Browse Market Structure

Naked Position

An in-depth look at naked positions in finance and trading, including their types, historical context, key events, and practical examples.

A naked position in trading refers to a situation where an investor has entered a position (either buying or selling an asset) without any hedging or offsetting positions. This can involve holding securities, derivatives, or other financial instruments without any coverage against adverse price movements.

Types

Naked positions can be broadly categorized based on the type of asset involved:

  • Naked Call: Selling a call option without owning the underlying asset.
  • Naked Put: Selling a put option without having a short position in the underlying asset.
  • Naked Short Selling: Selling securities one does not own, intending to buy them back at a lower price.

Mathematical Models

For options, the risk profile of a naked call or put can be represented using profit/loss diagrams: In a naked call, the potential loss is unlimited, while the gain is limited to the premium received. In a naked put, the loss can be significant but is limited to the asset price reaching zero.

Importance

Naked positions play a crucial role in the functioning of markets, providing liquidity and facilitating price discovery. However, they are inherently risky due to their unhedged nature.

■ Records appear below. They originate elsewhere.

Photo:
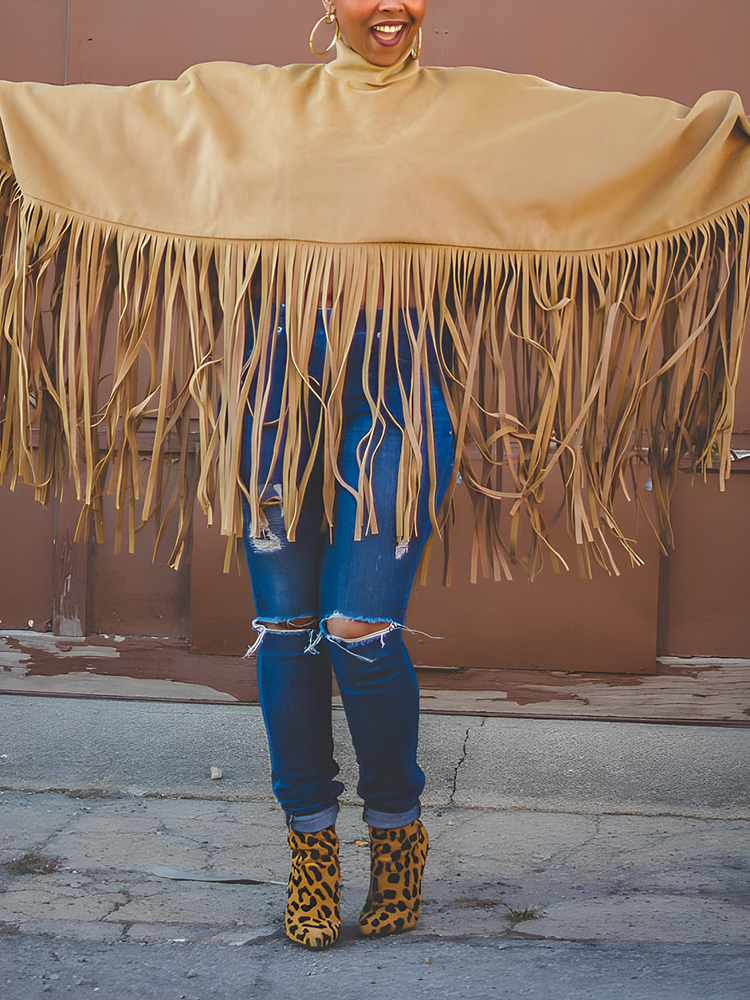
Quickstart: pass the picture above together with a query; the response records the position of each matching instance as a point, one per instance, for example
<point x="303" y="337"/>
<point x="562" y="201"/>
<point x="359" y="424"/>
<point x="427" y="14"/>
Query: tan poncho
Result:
<point x="586" y="252"/>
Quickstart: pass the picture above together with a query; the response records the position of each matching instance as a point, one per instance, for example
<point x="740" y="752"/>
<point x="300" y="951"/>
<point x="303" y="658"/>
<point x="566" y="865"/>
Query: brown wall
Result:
<point x="696" y="599"/>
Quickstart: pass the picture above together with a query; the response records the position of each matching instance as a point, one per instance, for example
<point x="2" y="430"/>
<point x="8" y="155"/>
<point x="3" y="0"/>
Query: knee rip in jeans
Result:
<point x="288" y="626"/>
<point x="268" y="541"/>
<point x="351" y="631"/>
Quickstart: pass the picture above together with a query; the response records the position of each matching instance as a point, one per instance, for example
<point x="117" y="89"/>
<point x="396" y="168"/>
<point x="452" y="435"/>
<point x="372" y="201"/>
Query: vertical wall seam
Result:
<point x="68" y="6"/>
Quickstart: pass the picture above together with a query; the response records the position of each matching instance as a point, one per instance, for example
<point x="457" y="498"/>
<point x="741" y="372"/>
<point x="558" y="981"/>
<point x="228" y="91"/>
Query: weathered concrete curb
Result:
<point x="153" y="748"/>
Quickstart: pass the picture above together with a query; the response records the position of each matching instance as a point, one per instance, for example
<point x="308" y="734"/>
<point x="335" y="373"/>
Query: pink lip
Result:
<point x="391" y="39"/>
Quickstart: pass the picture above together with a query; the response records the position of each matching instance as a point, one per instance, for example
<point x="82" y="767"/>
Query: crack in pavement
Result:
<point x="462" y="758"/>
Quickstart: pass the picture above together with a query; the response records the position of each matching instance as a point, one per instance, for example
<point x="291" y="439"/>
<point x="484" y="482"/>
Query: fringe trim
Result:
<point x="581" y="364"/>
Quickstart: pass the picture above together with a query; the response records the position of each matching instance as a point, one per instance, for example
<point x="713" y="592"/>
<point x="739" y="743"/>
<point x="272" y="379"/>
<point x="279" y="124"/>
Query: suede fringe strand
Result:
<point x="579" y="364"/>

  • Covered Position: Holding an offsetting position to mitigate risk.
  • Margin: Borrowing money to trade securities, often required for naked positions.

FAQs

Q: What is the main risk of a naked position?
A: The main risk is unlimited potential losses due to the lack of an offsetting position.

Q: Why would a trader take a naked position?
A: Traders may take naked positions to capitalize on expected price movements without the constraints of hedging.

Q: Are naked positions legal?
A: Yes, but they are subject to regulations and margin requirements to control risk.